A sócia de SBSA Advogados, Erika Bechara e assessora jurídica da SOS Mata Atlântica, lembra ainda que o STF recentemente sedimentou o entendimento de que os danos ambientais devem ser reparados, independentemente do momento em que foram causados. “Para o STF, a ação para exigir a reparação de danos ambientais não prescreve, isto é, não importa quando o dano foi causado, se foi ontem, ano passado ou há trinta anos, o causador precisará recuperar o meio ambiente. Sendo assim, não há qualquer justificativa para legalizar os desmatamentos feito em desrespeito às regras de proteção da Mata Atlântica”, comenta Erika.
As organizações argumentam que, em razão da grande experiência acumulada e conhecimento produzido nos muitos anos de atuação na área ambiental, elas podem oferecer um conjunto de informações e argumentos úteis para resolução da controvérsia no STF.

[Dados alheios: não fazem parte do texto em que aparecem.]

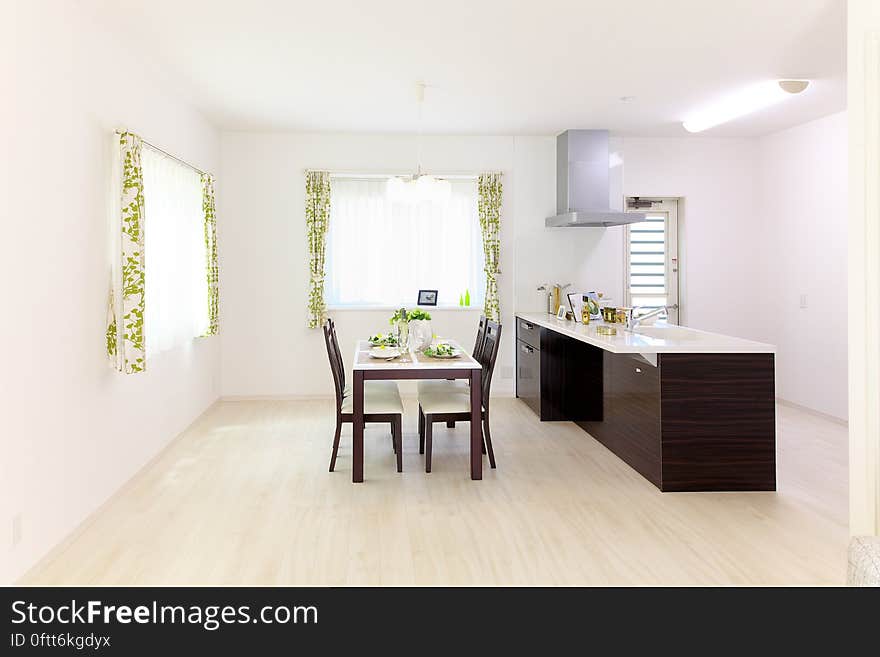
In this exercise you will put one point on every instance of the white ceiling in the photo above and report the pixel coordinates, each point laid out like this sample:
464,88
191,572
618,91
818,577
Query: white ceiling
493,66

O pedido das ONGs incluiu também notas técnicas do Observatório de Governança das Águas (OGA) e do Mapbiomas, que mostram o impacto para a questão hídrica, para as atividades agrícolas e a extensão das áreas que deixariam de ser restauradas se a Lei da Mata Atlântica não for cumprida integralmente.

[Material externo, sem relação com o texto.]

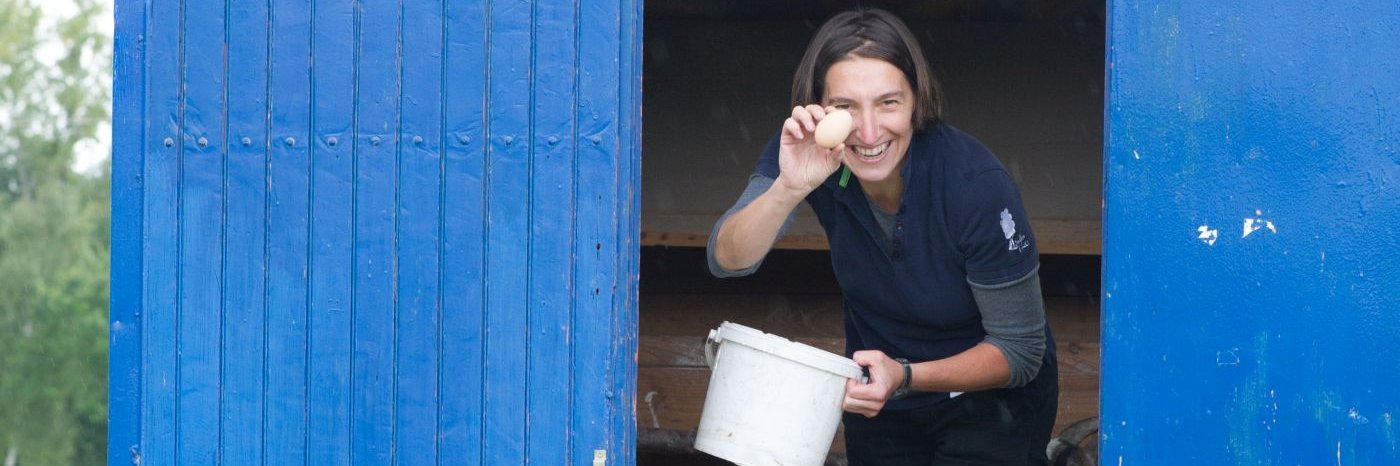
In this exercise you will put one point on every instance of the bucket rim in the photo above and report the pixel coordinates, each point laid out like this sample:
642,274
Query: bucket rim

“A Mata Atlântica é o primeiro bioma brasileiro que conta com uma lei específica, uma espécie de camada especial de proteção, que precisa ser respeitada para que o bioma permaneça vivo”, diz João de Deus Medeiros, biólogo, professor da Universidade Federal de Santa Catarina e coordenador Geral da Rede de ONGs da Mata Atlântica.
Os advogados das organizações argumentam que a ação do governo busca revogar parte de um regime jurídico de especial proteção do bioma Mata Atlântica que está vigente desde 1990 e que não admite a consolidação do desmatamento ilegal.